またか、歴史はくりかえすのか。誰と同じかというとかつての三菱重工のことである。今回の「余計なお世話ですが」は三菱電機を取り上げた。この問題は1997年のアメリカの三菱自動車とは異なり、セクハラではなく、もっと純然たる不正行為である。「純然たる」というのはおかしい表現だが、問題の内容が違う。1992年から1997年ごろは、セクハラ、パワハラまだ企業社会に十分認知されていなかった。三菱自動車に働く女性の集団訴訟がきっかけになって、騒動が広まり、アメリカの企業社会を揺るがした。結果、世界の自動車業界は、三菱自動車の不買運動による危機を迎えた。当時ファンドマネジャーの先駆けだったわたくしは、社内の議論の中で、三菱自動車はつぶれるかもしれないと憶測した。つまり 投資対象にはできないと。

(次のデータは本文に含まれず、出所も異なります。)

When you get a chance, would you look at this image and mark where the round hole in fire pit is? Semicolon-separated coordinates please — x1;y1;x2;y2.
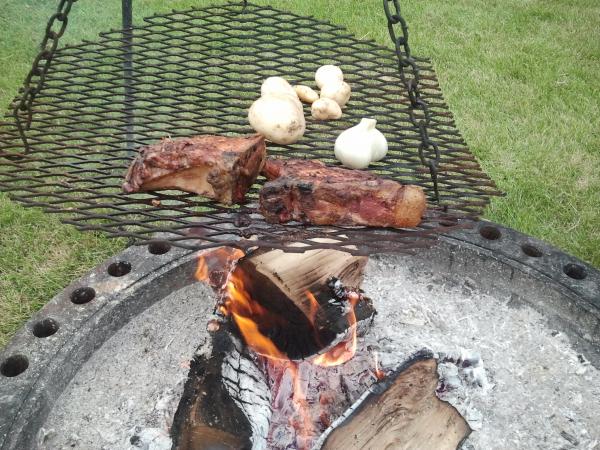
479;225;502;241
32;317;60;338
71;287;96;305
148;241;171;255
107;261;131;277
521;244;544;258
0;355;29;378
563;264;587;280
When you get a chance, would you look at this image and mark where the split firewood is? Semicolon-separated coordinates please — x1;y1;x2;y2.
240;249;368;310
171;322;271;450
313;352;471;450
232;249;375;359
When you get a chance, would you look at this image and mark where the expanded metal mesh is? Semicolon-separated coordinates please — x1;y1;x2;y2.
0;4;498;254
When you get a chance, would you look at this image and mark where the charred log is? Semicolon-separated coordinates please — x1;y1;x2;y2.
233;246;374;359
171;324;270;450
314;352;471;450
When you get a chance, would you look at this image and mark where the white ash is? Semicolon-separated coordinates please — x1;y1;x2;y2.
38;283;216;450
363;257;600;450
436;349;493;430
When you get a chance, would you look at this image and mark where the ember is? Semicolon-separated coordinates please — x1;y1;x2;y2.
178;248;469;450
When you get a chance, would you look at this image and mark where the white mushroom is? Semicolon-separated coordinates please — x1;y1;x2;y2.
294;85;319;105
311;98;342;120
315;64;344;88
248;94;306;144
321;81;352;108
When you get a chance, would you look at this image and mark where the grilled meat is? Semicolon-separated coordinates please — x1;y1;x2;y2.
260;158;426;228
123;135;266;204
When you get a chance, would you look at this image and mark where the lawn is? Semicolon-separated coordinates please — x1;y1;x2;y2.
0;0;600;346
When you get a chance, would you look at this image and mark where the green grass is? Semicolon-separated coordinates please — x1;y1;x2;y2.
0;0;600;345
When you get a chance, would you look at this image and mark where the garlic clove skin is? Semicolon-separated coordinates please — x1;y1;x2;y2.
315;64;344;89
334;119;388;169
321;81;352;108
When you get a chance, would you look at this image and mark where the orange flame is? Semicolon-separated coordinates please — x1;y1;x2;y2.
195;247;244;287
196;251;360;448
221;272;318;440
305;291;321;325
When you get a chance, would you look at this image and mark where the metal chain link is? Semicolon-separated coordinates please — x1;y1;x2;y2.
13;0;77;152
383;0;440;205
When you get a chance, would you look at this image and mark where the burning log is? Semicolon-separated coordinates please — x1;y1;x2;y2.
171;321;271;450
313;352;471;450
231;250;374;359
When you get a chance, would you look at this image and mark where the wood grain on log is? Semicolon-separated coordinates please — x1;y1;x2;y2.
315;352;471;450
233;249;373;359
171;326;270;450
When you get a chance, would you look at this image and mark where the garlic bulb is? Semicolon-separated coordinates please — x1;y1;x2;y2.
335;119;388;169
315;64;344;89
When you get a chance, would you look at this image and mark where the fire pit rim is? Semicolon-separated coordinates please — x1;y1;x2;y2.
0;222;600;450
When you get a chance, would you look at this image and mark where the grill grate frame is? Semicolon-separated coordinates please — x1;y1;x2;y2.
0;4;499;254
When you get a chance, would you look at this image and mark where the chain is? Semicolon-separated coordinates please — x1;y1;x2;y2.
383;0;440;205
13;0;77;152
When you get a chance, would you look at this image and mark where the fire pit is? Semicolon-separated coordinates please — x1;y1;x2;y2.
0;223;600;449
0;0;600;450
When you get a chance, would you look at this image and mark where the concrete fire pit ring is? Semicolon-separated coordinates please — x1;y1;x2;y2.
0;222;600;450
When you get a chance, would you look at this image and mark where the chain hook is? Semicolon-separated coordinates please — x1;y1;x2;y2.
13;0;77;153
383;0;441;205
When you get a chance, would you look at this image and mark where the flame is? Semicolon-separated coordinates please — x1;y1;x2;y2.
305;291;321;325
221;272;318;442
312;292;360;367
196;251;360;449
374;352;385;381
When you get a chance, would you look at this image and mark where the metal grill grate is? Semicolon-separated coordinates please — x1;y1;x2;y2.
0;4;498;254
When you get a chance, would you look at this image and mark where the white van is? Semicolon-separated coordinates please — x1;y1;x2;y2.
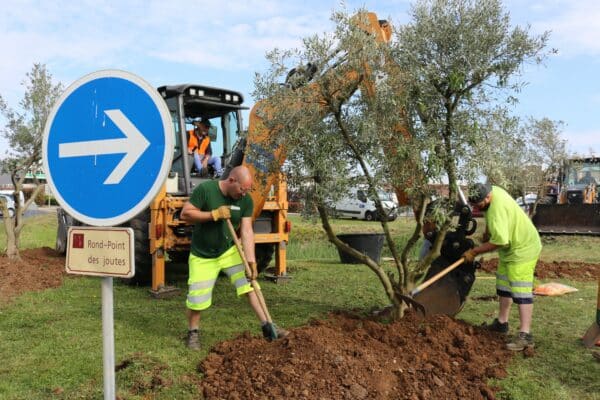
332;189;398;221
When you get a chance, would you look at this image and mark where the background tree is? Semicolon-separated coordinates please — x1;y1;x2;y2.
0;64;63;258
252;0;546;317
522;118;568;206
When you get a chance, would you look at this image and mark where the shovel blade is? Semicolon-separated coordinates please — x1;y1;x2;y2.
415;276;464;317
582;322;600;349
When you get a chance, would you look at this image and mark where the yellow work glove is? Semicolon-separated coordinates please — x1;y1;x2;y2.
247;262;258;281
210;206;231;222
462;249;477;264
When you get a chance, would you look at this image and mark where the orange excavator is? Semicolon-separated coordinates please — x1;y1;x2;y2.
244;13;476;315
56;13;474;315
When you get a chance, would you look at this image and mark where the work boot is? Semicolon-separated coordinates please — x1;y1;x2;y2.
262;322;290;342
482;318;508;335
506;332;535;351
185;329;200;350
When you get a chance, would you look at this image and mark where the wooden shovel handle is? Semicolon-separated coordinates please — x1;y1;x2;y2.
410;257;465;296
225;218;273;323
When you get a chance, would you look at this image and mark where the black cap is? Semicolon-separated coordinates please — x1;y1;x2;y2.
469;183;492;204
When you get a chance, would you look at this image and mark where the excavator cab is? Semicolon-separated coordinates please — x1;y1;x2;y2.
158;85;247;196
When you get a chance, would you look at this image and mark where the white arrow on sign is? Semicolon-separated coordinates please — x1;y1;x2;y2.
58;110;150;185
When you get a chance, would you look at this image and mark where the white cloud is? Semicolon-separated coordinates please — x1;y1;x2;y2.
562;128;600;156
532;0;600;57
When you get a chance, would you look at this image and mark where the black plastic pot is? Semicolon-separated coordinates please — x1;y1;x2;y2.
337;233;384;264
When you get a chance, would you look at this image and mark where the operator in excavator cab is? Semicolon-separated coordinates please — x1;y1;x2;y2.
463;183;542;351
188;118;223;178
579;171;598;185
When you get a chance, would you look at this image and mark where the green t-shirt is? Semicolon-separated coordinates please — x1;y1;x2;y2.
190;180;254;258
485;186;542;263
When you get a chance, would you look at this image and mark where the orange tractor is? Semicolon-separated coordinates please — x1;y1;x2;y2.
532;157;600;235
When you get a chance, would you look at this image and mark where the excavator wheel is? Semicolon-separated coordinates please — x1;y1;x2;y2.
124;208;152;286
254;243;275;274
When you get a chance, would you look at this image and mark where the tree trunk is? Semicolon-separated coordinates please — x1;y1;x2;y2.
4;220;21;260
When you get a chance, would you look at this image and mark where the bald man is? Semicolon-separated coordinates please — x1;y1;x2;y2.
181;166;287;350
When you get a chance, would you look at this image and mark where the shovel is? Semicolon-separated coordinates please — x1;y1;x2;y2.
226;214;277;340
400;258;465;315
583;278;600;349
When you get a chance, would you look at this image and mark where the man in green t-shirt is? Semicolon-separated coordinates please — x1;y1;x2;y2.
463;183;542;351
181;166;288;350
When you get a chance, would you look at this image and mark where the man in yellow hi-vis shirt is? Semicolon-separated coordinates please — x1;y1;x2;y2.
463;183;542;351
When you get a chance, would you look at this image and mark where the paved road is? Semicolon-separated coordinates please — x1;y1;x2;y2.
0;203;58;219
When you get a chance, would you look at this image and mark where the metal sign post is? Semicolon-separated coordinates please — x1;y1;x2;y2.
102;276;116;400
42;70;175;400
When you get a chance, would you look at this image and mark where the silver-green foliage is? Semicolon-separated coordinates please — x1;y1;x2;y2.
254;0;547;318
0;64;63;257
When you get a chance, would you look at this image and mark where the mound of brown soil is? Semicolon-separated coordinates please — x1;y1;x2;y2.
0;247;65;303
481;258;600;281
198;313;511;399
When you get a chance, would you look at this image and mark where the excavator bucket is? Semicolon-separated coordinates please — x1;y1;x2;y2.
413;257;475;317
414;275;464;317
532;203;600;236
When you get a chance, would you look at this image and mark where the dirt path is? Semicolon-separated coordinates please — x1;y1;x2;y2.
198;314;512;400
0;248;600;400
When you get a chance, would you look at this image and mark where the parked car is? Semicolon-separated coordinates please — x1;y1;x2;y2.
0;193;15;218
332;189;398;221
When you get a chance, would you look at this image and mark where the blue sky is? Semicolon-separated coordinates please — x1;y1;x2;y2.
0;0;600;155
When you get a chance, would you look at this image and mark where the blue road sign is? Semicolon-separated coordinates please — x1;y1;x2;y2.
42;70;174;226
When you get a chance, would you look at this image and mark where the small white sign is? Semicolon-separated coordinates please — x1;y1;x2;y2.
66;226;135;278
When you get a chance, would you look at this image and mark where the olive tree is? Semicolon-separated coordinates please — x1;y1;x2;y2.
0;64;62;259
250;0;546;317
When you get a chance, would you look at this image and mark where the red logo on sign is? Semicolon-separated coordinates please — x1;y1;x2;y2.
73;233;83;249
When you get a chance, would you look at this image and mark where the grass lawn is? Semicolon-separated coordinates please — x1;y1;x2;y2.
0;214;600;400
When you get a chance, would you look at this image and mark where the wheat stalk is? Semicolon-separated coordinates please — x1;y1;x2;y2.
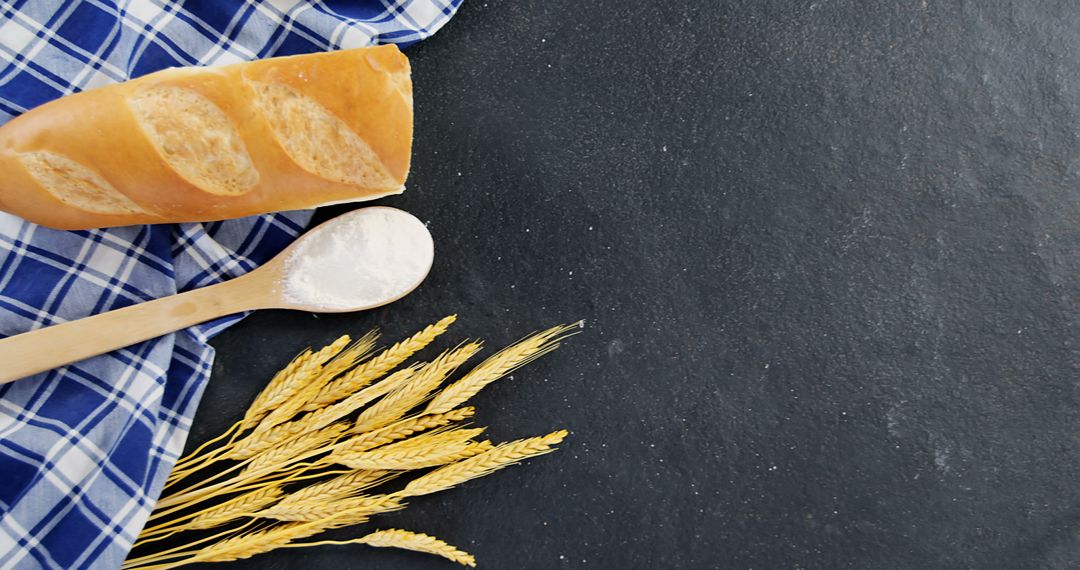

ところが同族意識、国内企業の格式、社会的使命、国家への貢献度などの強い三菱グループは、ついに三菱自動車を救済して立て直したのである。わたくしは唯一の日本人としてアメリカの大規模ファンドに籍をおいていたので、(誰もわたくしを直接とがめだてはしなかったが)、心底から恥ずかしい思いをしたのである。今でも、もし当時の三菱グループの経営者が目前にあらわれれば「お前ら、恥を知れ」と怒鳴りたい。三菱グループは、財閥企業として団結力が強い。それが日本の産業(例:防衛産業)を支配するパワーなのだ。それはそれでいい。問題は悪事、不祥事をパワーがあるからといって(消える運命にある企業を)ごり押しして保存してしますのは、資本主義の原則に反して、チカラの使い方が今問題の独裁者とおなじではないか。

三菱電機の不正はむしろ根が深いし、重大問題だと思う。顧客の信頼を得て、販売している機械類の品質検査を怠ったらしい。しかも顧客に説明もしないで、手抜きしてきたこと、役員たちも、どうやらこの不正を知らされていなかったこと、「俺たちは国家の三菱だ」とだお高くとまって客を客とも思わない傲慢な態度が透いて見える。ここで、わたくしは声を大にして投資家を後押ししたい。そんな企業の存在を許すな。と。エンロン、アーサーアンダーセンなど、アメリカでは社会から葬りさせられた大企業も少なくはない。現代社会で、まるで不祥事を「酒の席だからしかたないじゃないか」などという取り扱いはやめよう。公金横取り社会、不正温存社会、はきっと今どきの円安の原因かもしれない。